Certains observateurs de la scène politique togolaise imputeraient à l’actuel chef de l’État une intention de conserver le pouvoir, et pensent que la nouvelle révision constitutionnelle fût taillée sur mesure pour profiterait au président Faure Gnassingbé qui a pris les rênes du depuis février 2005.

Cependant, d’autres font valoir le fait que la nouvelle Constitution introduit plutôt une limitation des pouvoirs décisionnels du chef de l’État sur certains plans, indiquant à ce propos que « la présidence de la République est désormais un titre honorifique » et l’occupant disposera d’un mandat unique de six ans.

Désormais, tout sera vérifié depuis le Parlement, qui va donner plus de pouvoir au président du Conseil des ministres d’agir en toute liberté, car dorénavant, le président togolais qui ne travaille pas bien pourra être destitué par une action parlementaire, du fait qu’il a été choisi par le Parlement pour un travail et une durée bien définie.

3-L’adoption de cette nouvelle Constitution viserait probablement à mettre en place « un nouveau régime politique plus représentatif » afin de transformer le système politique et apporter un nouvel élan dans la gestion des affaires publiques.

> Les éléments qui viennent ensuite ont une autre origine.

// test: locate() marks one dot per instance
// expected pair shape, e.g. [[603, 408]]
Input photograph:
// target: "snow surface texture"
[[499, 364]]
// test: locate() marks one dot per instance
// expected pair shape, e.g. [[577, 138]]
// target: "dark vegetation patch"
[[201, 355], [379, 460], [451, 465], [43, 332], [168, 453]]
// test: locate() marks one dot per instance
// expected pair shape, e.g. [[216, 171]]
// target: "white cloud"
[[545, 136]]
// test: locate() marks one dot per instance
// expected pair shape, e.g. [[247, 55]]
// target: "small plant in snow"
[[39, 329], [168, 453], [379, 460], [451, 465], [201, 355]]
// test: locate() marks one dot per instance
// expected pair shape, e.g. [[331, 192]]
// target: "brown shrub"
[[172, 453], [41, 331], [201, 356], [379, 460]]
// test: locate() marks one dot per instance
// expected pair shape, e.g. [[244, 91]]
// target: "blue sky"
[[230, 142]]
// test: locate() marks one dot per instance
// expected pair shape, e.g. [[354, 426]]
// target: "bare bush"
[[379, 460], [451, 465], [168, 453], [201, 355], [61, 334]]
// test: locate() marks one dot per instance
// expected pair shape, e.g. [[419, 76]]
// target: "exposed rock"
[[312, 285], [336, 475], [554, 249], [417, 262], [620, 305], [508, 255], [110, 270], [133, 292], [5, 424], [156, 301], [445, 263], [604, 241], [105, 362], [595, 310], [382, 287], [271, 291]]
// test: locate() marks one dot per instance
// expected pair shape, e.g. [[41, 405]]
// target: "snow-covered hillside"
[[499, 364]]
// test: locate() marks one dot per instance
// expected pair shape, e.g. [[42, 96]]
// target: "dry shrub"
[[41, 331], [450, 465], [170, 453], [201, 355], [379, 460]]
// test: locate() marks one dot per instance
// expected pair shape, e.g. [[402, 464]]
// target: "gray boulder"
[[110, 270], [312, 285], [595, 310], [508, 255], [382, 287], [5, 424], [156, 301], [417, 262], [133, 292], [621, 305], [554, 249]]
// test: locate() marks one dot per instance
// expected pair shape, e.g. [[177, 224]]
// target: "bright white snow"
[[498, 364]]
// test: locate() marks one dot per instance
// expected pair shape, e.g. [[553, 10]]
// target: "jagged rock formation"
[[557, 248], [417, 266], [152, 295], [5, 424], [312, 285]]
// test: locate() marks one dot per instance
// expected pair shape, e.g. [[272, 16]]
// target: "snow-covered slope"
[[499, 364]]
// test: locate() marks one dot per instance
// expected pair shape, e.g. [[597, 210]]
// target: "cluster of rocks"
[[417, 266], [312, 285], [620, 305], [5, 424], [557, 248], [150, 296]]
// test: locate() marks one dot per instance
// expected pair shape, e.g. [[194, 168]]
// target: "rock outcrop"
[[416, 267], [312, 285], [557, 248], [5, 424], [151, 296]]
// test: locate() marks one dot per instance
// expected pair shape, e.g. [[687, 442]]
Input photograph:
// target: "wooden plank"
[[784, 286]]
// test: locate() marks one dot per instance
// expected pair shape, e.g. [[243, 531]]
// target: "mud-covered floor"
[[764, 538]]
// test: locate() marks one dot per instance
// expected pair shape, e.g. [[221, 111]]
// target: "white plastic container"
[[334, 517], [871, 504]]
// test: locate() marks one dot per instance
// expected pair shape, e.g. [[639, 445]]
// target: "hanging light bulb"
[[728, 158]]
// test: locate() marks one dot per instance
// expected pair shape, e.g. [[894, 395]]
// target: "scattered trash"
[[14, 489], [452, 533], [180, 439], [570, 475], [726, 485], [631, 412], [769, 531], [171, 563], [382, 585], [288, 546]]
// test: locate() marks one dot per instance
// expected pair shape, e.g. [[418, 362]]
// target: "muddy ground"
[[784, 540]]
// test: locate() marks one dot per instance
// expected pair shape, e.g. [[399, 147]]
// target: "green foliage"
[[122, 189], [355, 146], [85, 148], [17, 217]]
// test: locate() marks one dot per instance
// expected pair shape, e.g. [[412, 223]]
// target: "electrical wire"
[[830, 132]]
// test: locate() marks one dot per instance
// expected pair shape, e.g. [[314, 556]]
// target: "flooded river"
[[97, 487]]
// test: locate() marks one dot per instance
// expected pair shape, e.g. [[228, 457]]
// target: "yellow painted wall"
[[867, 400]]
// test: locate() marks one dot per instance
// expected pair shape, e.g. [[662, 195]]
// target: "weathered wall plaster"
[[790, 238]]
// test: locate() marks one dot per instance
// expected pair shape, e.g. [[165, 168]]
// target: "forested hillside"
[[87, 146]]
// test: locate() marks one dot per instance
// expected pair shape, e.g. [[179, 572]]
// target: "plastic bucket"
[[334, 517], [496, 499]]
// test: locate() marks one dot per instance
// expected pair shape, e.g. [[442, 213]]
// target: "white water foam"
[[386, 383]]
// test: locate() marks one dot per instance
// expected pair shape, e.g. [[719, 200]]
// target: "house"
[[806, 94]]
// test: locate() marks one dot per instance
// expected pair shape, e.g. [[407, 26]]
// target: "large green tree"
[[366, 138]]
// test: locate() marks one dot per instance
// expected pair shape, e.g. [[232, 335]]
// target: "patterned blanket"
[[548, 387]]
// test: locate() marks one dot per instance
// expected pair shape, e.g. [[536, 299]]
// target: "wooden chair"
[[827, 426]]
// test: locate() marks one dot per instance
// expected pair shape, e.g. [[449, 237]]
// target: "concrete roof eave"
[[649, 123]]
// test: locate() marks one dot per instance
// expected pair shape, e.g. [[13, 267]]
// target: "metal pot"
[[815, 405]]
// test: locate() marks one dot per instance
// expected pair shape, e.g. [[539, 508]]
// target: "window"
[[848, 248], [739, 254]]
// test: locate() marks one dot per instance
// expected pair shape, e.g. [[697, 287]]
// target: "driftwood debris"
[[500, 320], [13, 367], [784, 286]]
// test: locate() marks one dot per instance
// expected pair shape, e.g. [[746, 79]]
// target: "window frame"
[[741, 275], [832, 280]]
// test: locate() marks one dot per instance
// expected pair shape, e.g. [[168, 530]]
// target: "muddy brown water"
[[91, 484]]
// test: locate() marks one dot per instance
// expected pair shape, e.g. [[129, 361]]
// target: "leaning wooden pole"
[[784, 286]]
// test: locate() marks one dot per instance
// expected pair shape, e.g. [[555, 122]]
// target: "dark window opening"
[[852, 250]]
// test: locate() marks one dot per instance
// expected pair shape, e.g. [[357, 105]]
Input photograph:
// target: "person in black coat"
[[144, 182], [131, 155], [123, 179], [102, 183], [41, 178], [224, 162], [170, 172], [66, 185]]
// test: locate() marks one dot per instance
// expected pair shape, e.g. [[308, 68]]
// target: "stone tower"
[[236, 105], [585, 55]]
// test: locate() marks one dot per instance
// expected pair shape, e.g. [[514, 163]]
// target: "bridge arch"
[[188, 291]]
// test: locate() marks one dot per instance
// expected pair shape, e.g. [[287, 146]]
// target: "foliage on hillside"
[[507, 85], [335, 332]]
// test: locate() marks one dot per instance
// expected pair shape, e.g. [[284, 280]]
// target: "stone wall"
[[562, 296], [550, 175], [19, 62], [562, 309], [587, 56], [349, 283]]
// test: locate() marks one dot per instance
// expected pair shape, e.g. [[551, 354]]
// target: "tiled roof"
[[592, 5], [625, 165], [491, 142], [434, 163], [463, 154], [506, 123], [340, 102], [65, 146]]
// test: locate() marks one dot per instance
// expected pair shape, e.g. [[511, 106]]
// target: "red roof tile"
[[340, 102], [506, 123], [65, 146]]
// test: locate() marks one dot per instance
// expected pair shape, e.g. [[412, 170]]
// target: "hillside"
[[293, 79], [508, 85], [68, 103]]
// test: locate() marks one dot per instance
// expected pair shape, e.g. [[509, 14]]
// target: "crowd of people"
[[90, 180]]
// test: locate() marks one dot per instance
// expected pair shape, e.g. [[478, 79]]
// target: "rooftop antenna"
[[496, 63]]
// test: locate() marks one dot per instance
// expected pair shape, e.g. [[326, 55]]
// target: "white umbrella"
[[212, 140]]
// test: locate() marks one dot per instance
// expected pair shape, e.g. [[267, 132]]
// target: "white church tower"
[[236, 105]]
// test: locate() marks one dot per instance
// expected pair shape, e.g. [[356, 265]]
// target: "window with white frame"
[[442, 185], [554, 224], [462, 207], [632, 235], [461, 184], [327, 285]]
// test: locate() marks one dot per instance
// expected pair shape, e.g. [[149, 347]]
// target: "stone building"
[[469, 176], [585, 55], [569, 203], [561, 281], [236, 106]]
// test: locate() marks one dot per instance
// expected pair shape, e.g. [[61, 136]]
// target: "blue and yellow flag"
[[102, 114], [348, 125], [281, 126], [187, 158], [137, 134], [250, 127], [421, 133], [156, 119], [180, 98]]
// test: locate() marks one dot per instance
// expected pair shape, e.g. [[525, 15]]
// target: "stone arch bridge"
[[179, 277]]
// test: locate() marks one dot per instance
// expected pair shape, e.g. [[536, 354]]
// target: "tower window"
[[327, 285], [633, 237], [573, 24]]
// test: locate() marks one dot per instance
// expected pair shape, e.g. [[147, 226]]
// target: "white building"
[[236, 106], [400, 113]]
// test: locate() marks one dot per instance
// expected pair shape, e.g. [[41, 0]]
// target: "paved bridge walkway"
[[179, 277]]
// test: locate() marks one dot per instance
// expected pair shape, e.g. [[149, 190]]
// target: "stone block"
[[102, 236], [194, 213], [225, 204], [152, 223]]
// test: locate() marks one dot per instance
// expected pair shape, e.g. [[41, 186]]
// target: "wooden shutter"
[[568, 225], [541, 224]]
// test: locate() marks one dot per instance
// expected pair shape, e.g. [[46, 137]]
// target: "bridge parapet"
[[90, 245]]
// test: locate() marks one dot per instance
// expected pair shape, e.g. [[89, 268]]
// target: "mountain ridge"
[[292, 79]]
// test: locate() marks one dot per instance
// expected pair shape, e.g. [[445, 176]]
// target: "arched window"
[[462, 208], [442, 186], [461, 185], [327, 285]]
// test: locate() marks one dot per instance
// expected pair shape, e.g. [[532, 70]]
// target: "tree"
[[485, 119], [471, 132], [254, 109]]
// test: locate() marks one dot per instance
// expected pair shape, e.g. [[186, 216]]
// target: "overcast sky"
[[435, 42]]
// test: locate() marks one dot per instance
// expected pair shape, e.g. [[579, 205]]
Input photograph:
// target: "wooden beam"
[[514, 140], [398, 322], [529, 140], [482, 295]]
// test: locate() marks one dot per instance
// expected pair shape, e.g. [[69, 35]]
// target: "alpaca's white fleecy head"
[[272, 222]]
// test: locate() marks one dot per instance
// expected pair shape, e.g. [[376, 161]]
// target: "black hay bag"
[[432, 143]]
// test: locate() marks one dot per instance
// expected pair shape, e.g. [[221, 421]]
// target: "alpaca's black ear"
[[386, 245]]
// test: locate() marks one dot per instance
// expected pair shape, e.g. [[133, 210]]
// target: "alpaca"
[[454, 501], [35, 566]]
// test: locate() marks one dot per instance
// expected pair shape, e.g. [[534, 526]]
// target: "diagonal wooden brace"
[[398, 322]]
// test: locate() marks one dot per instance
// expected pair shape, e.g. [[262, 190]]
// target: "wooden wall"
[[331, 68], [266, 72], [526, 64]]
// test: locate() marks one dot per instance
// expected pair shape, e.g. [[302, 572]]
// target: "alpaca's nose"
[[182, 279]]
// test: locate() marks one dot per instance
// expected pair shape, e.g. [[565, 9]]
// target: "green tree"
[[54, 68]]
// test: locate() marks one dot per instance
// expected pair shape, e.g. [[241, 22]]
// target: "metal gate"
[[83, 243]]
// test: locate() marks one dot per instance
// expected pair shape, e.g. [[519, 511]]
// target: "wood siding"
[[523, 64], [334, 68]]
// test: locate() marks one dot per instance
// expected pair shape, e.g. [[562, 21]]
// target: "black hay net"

Son avantage réside dans la plénitude des pouvoirs que confère le peuple, seul détenteur du pouvoir dans cette situation.

• Où se situera donc le rôle de l’armée au sein de ce nouveau régime ?

Bien qu’elle soit apolitique selon la Constitution du pays, l’armée a toujours joué un rôle clé dans la consolidation du pouvoir au Togo. Certains analystes pensent qu’elle serait à la solde du chef de l’État, qui en est le chef suprême. Néanmoins, aujourd’hui, le passage au régime parlementaire vient rebattre les cartes concernant la mainmise du chef de l’exécutif sur l’armée togolaise.

Désormais, ce sera le président du Conseil des ministres qui va devoir exercer également le pouvoir réglementaire et nommer aux emplois civils et militaires.

Pour certains analystes, l’armée pourra désormais jouer son rôle régalien de protection des populations dans son ensemble.

Selon une émission « micro-trottoir », des citoyens ont laissé entendre que « les armées africaines sont toujours à la solde des chefs suprêmes qui sont les présidents. Elles suivent beaucoup plus les ordres sans penser au respect des droits humains des populations qu’elles sont censées protéger au même titre que les autres. Désormais, l’armée pourra veiller à la protection de nous tous et non de quelques personnalités ».

Pour certains d’entre eux, « Le changement de Constitution qui vient de se produire au Togo est une idée datant de 2010 quand nous avions accepté de former un gouvernement d’union. Toutefois, le régime en place avait à ce moment refusé notre idée de mettre en place un régime parlementaire. Aujourd’hui, le régime a jugé bon d’adopter ce régime parlementaire. Mais le moment où l’adoption a été faite n’est pas bon pour nous, mais on accepte cela, car l’opposition a essayé depuis l’adoption de la Constitution de 1992 de faire changer en vain les choses dans ce pays. Donc il faut aujourd’hui essayer un autre régime pour voir si on aura un jour un changement de régime au Togo ».

Désormais, on dire que la gestion du pays va se retrouver sur les épaules des parlementaires qui feront pour la première fois l’expérience d’un régime parlementaire au Togo.